Papaya is a famous and widely available tropical fruit. Apart from the delicious orange papaya flesh, you can also eat the seeds. Or blend it in your smoothies for extra vitamins. The only caveat is pregnant women should avoid unripe green papaya and papaya seeds.

It’s not possible to juice papaya, but the flesh tastes great in smoothies with added ice.

Papaya on display at a Supermarket
Healthy Papaya on display at a Supermarket

Watermelon

A good question is if the color of the fruit really impacts the taste? By using your imagination you could say there’s a bit of a custard taste to Yellow watermelon, in contrast with regular red watermelon.

Anyway, most will agree it tastes pretty good. I got this yellow watermelon at a Kuala Lumpur Supermarket, and did not regret the purchase.

Yellow Watermelon
Yellow Watermelon

 

In Malaysia, smaller red watermelons are blended on the spot into a smoothie by streetfood vendors, inside of the green shell. This is Malaysian creativity on display as you’ll see in this youtube short:

Every Country certainly has their own idea of creativity. I also have mine, check my own Watermelon Smoothie Recipe here.

Ciku Fruit

Ciku is originally from Southern Mexico and Central America, where it goes by name variations of Sapote / Sapota / Zapota / Sapodilla. But it also grows well in Tropical Malaysia.

The flesh is silky smooth, and deliciously sweet like a dessert. Ciku tastes like a peach blended with a pink guava and notes of custard. As you can see below, there are a few small black seeds inside. When the skin is slightly soft to the touch, it’s ready to be eaten.

Malay Ciku Fruit
Malay Ciku Fruit

Malaysian Guava

Malay Guava is larger in size and more firm than the regular guavas we know in the West. The white flesh also tasted less sweet than small pink-fleshed ripe guavas. Similar to an apple, Malaysian street vendors often juice the large guava. This is not something that’s doable with small pink guavas as there’s not enough water and fluid inside. But with the below guava, the juice tastes great, and has a green color.

Malaysia also imports the smaller pink guavas from Thailand. But below is the authentic Malaysian Guava – locally known as Jambu.

guava malaysia
The Unique Large Malaysian Guava

 

Conclusion – Malaysian Exotic Fruit

Corporations try to brainwash you with large marketing budgets to eat sweets and junkfood. Meanwhile Fruit is cheap, healthy, and widely available. Especially in Tropical countries like Malaysia, with some of the best tasting exotic fruits in the world.
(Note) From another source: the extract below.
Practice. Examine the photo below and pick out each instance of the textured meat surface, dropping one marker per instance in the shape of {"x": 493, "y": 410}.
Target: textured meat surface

Above is not an exhaustive list of Malaysian fruit. For example, Passion Fruit (Granadilla) and Pineapple are other great-tasting local options. But its too famous to care about including in this article. Persimmon, Coconut, Starfruit, Cape Gooseberries (mentioned in my Cape Town Fruit guide), the list goes on. I’ll leave those for future updates to this article should I ever return to Malaysia.